Depuis 2019, le projet « Le Coran européen » (EuQu), financé à hauteur de 9,8 millions d’euros par le Conseil européen de la recherche (ERC), suscite des débats passionnés. Ce programme, qui s’achèvera en 2025, vise à étudier l’influence du Coran sur la culture, la religion et l’histoire intellectuelle européennes entre le XIIe et le XIXe siècle.
Mené par quatre équipes universitaires, dont celle de John Tolan à l’Université de Nantes, il explore comment le texte sacré de l’islam a été traduit, interprété et utilisé par des penseurs chrétiens, juifs ou athées. L’objectif affiché est ambitieux : démontrer que l’islam n’est pas « exogène » à l’Europe, mais fait partie intégrante de son patrimoine.
Un projet qui est loin de faire consensus
Le projet inclut des conférences, une base de données sur les manuscrits coraniques, des expositions à Tunis et Vienne, et un livre grand public, Le Coran européen, prévu pour 2025. Une BD pour jeunes, Safar, l’histoire du Coran en Europe, est également en préparation. Ces initiatives pédagogiques visent à toucher un large public.

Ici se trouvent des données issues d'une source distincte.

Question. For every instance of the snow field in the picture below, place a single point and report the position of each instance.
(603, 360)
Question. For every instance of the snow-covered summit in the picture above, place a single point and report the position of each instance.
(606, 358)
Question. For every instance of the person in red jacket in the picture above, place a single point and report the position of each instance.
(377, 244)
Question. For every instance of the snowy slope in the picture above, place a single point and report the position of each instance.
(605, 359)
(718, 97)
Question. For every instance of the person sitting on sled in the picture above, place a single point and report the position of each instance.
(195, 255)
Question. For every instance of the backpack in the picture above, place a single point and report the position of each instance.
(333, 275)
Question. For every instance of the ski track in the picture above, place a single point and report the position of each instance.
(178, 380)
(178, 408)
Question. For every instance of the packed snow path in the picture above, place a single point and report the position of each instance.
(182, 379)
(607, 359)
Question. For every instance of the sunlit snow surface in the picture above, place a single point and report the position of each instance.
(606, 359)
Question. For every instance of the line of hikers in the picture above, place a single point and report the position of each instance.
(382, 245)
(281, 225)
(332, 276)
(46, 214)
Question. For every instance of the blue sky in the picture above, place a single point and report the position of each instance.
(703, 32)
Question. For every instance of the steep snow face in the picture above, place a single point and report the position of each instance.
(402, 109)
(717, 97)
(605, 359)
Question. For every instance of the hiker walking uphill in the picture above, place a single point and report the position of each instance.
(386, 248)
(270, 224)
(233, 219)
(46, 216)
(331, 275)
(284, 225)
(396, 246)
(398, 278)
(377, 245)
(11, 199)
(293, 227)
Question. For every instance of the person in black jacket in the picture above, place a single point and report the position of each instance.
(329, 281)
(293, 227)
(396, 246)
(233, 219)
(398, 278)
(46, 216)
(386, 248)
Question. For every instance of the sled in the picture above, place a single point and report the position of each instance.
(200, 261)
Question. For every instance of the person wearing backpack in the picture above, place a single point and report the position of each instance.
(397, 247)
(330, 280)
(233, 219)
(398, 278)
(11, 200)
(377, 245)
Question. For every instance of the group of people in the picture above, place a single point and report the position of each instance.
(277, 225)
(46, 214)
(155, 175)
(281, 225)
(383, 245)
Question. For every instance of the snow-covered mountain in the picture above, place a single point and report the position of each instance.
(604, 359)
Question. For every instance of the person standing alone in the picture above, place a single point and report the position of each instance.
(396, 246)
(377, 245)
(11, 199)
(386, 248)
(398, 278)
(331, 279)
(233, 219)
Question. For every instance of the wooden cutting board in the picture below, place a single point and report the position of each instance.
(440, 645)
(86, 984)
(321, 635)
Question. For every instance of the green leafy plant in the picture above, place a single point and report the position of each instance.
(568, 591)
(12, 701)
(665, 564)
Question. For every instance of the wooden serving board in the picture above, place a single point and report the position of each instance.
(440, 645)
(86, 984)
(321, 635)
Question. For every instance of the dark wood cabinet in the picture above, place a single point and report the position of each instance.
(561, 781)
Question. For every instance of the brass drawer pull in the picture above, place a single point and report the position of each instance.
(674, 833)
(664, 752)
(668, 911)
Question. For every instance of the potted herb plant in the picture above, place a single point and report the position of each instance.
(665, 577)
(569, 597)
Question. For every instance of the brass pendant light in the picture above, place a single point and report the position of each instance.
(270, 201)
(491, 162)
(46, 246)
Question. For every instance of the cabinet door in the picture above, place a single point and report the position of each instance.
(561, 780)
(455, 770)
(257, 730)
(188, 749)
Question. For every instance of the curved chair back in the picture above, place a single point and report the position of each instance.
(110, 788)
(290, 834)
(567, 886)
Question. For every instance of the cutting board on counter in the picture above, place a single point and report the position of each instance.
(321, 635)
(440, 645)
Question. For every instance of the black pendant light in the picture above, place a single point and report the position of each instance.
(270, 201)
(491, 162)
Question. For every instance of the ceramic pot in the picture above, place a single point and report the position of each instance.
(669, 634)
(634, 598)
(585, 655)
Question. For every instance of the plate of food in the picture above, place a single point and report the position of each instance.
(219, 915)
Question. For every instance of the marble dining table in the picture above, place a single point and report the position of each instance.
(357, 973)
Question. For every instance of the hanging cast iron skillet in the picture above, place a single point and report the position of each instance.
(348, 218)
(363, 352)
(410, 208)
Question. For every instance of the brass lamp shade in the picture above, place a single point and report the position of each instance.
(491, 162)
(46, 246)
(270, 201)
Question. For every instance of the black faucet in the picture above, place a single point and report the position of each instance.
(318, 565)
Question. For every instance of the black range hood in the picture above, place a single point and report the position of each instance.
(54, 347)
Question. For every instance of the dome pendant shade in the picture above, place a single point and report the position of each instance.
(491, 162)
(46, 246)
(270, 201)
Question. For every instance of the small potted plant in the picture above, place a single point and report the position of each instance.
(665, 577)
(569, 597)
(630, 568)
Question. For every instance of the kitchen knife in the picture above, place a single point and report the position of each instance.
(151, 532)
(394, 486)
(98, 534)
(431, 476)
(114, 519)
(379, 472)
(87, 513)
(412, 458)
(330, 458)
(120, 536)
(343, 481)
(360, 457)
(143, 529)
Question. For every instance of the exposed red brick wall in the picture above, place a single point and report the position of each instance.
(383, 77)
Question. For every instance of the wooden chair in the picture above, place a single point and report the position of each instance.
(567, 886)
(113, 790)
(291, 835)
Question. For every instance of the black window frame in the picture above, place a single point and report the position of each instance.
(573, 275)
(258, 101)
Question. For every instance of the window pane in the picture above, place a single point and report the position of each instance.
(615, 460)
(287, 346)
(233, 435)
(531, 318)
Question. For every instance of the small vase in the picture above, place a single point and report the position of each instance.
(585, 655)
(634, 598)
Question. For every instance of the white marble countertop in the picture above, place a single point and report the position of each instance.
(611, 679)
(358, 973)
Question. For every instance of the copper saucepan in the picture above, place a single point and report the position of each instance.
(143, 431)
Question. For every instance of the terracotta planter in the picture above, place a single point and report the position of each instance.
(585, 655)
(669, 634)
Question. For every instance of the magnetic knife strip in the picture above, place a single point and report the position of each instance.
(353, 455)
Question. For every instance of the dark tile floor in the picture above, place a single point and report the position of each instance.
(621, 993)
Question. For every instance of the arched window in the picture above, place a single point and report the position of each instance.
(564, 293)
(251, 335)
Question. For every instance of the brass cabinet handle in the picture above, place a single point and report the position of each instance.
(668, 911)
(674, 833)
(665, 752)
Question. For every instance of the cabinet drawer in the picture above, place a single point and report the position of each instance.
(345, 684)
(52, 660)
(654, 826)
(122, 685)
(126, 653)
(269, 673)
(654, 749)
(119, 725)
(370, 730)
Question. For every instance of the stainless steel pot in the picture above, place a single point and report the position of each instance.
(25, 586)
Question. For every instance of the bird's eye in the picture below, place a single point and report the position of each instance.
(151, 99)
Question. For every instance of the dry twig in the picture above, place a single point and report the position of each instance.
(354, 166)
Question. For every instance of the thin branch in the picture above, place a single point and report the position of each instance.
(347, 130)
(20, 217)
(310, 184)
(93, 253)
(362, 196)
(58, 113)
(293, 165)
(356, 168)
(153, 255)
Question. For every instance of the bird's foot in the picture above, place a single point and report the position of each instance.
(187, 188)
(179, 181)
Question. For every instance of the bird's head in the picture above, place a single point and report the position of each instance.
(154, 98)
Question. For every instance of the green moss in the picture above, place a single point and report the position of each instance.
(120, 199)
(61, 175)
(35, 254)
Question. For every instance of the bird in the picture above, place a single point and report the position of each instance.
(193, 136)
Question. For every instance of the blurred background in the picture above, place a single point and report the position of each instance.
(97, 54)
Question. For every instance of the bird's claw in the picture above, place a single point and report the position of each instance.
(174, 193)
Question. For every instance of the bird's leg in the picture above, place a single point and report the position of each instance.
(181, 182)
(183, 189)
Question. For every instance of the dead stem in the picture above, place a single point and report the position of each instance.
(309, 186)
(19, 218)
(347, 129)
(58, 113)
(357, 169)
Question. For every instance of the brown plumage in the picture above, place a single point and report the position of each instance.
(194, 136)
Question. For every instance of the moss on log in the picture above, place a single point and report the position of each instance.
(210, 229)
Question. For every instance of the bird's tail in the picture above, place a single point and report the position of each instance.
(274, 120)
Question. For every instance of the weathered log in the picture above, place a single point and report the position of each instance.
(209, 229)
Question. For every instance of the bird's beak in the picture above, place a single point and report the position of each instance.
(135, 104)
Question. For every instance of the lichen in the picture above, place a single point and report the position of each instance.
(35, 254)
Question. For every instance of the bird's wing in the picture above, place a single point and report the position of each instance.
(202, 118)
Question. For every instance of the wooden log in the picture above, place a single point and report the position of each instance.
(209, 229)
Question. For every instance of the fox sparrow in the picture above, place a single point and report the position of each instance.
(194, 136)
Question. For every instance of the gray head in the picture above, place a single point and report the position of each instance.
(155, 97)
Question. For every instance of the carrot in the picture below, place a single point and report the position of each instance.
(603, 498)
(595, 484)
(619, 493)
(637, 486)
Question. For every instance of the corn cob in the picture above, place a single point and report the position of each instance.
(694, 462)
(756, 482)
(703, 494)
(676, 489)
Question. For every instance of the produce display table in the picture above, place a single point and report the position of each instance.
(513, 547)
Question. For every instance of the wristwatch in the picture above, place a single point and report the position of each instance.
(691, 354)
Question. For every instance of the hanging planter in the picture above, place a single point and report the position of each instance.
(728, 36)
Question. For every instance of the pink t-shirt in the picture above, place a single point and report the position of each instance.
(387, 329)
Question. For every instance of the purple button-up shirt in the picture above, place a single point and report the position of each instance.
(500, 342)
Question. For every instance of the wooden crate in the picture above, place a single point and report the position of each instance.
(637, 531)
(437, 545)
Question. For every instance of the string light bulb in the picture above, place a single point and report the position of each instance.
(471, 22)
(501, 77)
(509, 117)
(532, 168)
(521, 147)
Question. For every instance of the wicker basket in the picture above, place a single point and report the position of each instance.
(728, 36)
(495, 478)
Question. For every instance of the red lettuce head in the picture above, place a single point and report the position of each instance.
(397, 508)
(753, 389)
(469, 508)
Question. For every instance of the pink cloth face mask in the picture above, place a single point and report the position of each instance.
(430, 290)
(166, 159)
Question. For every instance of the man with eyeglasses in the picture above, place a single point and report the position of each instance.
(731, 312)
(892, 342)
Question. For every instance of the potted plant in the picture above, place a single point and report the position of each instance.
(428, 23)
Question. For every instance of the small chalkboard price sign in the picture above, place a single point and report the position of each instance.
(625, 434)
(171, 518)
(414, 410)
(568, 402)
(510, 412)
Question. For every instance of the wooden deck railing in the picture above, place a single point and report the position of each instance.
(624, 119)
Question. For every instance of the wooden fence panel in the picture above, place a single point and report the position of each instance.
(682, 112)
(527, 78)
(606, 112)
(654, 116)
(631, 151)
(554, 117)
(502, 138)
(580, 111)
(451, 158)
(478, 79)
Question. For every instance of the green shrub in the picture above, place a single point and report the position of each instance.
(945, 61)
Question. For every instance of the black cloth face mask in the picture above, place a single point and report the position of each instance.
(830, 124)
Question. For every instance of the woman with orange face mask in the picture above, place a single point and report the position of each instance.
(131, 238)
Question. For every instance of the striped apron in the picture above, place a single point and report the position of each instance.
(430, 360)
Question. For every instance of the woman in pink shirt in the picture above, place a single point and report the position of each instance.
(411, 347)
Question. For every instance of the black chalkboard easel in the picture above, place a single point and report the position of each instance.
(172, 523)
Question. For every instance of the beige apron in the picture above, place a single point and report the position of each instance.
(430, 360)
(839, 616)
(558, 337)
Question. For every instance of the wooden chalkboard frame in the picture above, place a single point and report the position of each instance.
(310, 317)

Pourtant, ce financement généreux – l’un des plus importants de l’ERC – a déclenché une vague de critiques. Certains responsables politiques, comme Fabrice Leggeri (RN) ou Céline Imart (LR), dénoncent une « réécriture idéologique » de l’histoire européenne, accusant le projet de prosélytisme déguisé en science. La participation de chercheurs comme Naima Afif, traductrice d’écrits des Frères musulmans, alimente les soupçons de parti pris. Sur X, des utilisateurs expriment leur colère, voyant dans cette subvention une « gabegie » ou une menace à l’identité européenne.
Les défenseurs du projet, eux, insistent sur son caractère académique. John Tolan, dans une interview à Euradio, rejette les amalgames avec l’extrémisme, plaidant pour une meilleure compréhension des échanges culturels historiques.
L’ERC, de son côté, défend l’excellence scientifique du programme, rappelant que 17 000 projets ont été financés depuis 2007. Ce débat reflète les tensions autour de l’islam en Europe. Entre recherche savante et instrumentalisation politique, « Le Coran européen » reste un sujet clivant, où chaque mot est scruté.